In [6]:
import pandas as pd
import soccerdata as sd  # requiere internet para scrapear

def flatten_columns(df: pd.DataFrame) -> pd.DataFrame:
    """Aplana MultiIndex de columnas y normaliza nombres a str sin espacios."""
    out = df.copy()
    if isinstance(out.columns, pd.MultiIndex):
        out.columns = [
            "_".join([str(c) for c in tup if str(c) != ""]).replace(" ", "_")
            for tup in out.columns
        ]
    else:
        out.columns = [str(c).replace(" ", "_") for c in out.columns]
    return out

STAT_TYPES = ["summary", "keepers", "passing", "passing_types", "defense", "possession", "misc"]
META_COLS  = ["game_id", "date", "time", "week", "home_team", "away_team", "score", "venue", "referee"]
ID_KEYS    = ["league", "season", "game", "team", "player"]

In [7]:
LEAGUE = "ESP-La Liga"
SEASON = "20-21"    # <-- cámbialo por la temporada que quieras (p. ej.: "21-22", "22-23", etc.)
OUT_DIR = "out/la_liga_player_stats"  # carpeta donde guardaremos archivos

In [8]:
fb = sd.FBref(leagues=LEAGUE, seasons=SEASON)

In [9]:
# Descarga el calendario y normaliza columnas
schedule = fb.read_schedule().reset_index()
schedule = flatten_columns(schedule)

# Nos quedamos con columnas útiles
cols_sched = ["game", "game_id", "date", "time", "week", "home_team", "away_team", "score", "venue", "referee"]
cols_sched = [c for c in cols_sched if c in schedule.columns]
matches = schedule[cols_sched].drop_duplicates("game").copy()

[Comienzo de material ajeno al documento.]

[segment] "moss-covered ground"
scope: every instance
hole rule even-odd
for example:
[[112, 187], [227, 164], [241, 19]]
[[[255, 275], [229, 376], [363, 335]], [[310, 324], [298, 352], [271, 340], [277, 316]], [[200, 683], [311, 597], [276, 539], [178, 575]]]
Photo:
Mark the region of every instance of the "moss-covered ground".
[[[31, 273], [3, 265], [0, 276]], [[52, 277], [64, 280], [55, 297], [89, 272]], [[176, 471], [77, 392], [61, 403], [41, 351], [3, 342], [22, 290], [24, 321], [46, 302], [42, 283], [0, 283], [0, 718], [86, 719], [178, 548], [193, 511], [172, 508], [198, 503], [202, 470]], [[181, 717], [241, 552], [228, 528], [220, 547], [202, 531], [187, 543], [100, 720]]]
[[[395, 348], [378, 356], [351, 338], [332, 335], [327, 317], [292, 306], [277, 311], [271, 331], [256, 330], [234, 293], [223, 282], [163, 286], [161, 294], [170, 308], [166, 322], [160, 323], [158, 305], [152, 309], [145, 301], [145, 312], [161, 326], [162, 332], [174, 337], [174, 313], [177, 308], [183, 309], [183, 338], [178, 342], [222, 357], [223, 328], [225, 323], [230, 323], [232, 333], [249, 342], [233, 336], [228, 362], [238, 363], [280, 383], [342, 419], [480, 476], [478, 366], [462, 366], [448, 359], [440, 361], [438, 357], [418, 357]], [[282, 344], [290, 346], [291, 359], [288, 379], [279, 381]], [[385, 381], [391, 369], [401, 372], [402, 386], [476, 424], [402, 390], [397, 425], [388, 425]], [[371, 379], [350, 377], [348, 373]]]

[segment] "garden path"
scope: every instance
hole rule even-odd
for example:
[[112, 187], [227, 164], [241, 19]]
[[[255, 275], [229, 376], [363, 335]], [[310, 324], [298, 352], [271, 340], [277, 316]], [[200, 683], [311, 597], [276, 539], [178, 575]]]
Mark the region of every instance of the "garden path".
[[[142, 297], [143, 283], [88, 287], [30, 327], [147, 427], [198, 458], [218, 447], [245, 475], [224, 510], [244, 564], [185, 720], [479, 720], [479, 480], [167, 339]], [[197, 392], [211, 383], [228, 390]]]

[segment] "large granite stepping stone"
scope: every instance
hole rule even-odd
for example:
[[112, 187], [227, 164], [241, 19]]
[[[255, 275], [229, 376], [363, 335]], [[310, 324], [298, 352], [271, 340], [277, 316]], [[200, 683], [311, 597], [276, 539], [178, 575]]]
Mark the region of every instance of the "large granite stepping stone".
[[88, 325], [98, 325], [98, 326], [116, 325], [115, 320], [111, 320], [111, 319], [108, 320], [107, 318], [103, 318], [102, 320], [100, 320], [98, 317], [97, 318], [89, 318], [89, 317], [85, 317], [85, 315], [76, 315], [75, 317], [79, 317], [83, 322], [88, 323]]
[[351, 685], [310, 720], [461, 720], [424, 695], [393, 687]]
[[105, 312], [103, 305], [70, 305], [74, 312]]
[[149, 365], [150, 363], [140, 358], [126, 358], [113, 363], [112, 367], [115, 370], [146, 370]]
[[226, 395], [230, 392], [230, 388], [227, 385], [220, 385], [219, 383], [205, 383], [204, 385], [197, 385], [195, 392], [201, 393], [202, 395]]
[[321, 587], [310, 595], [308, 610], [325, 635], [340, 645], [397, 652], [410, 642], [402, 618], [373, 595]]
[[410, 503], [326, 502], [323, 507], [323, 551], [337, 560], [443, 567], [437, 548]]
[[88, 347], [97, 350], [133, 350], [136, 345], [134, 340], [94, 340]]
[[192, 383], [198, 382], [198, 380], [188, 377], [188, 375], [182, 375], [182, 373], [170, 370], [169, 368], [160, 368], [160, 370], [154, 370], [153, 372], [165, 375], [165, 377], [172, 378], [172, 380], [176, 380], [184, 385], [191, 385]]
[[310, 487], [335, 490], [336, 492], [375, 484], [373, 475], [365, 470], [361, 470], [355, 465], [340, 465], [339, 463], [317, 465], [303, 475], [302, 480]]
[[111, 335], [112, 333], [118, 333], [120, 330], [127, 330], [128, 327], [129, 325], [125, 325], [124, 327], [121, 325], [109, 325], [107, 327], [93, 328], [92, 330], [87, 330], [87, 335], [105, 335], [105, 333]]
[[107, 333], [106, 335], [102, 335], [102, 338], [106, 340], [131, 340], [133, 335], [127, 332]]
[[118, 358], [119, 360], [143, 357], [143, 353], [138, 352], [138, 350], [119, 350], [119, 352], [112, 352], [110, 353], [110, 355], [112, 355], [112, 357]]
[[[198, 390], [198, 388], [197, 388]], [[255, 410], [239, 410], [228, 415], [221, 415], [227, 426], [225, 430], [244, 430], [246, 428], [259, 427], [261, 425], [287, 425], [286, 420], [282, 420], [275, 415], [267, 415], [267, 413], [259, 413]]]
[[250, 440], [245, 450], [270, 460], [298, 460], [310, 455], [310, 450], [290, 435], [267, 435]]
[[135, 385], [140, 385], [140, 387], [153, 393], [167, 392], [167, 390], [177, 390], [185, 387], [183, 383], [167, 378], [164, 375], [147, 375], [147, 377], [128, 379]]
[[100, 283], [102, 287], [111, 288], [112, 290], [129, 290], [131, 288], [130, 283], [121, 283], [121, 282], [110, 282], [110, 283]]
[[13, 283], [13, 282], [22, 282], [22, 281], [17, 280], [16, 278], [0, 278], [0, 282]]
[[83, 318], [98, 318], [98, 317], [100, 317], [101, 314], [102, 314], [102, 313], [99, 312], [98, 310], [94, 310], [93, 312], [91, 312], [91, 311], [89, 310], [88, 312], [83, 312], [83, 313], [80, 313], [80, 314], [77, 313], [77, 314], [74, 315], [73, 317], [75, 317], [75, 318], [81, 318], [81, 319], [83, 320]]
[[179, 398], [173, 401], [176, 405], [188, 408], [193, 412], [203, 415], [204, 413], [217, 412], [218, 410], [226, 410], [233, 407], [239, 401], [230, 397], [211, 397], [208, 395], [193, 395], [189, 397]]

# Normaliza tipos por seguridad
matches["game"]    = matches["game"].astype(str)
matches["game_id"] = matches["game_id"].astype(str)

print(matches.shape)
matches.head()

(380, 10)


Unnamed: 0,game,game_id,date,time,week,home_team,away_team,score,venue,referee
0,2020-09-12 Cádiz-Osasuna,15d5602e,2020-09-12,21:00,1,Cádiz,Osasuna,0–2,Estadio Ramón de Carranza,Isidro Díaz de Mera
1,2020-09-12 Eibar-Celta Vigo,056f7848,2020-09-12,16:00,1,Eibar,Celta Vigo,0–0,Estadio Municipal de Ipurúa,Valentín Pizarro
2,2020-09-12 Granada-Athletic Club,083135b8,2020-09-12,18:30,1,Granada,Athletic Club,2–0,Estadio Nuevo Los Cármenes,Antonio Matéu Lahoz
3,2020-09-13 Alavés-Betis,8c3b5490,2020-09-13,14:00,1,Alavés,Betis,0–1,Estadio de Mendizorroza,Pablo González
4,2020-09-13 Valencia-Levante,49d3b582,2020-09-13,21:00,1,Valencia,Levante,4–2,Estadio de Mestalla,José Sánchez


In [10]:
stat_type = "summary"  # cambia por cualquiera de: summary, keepers, passing_types, defense, possession, misc
game_ids = matches["game_id"].tolist()

pstats = fb.read_player_match_stats(stat_type=stat_type, match_id=game_ids)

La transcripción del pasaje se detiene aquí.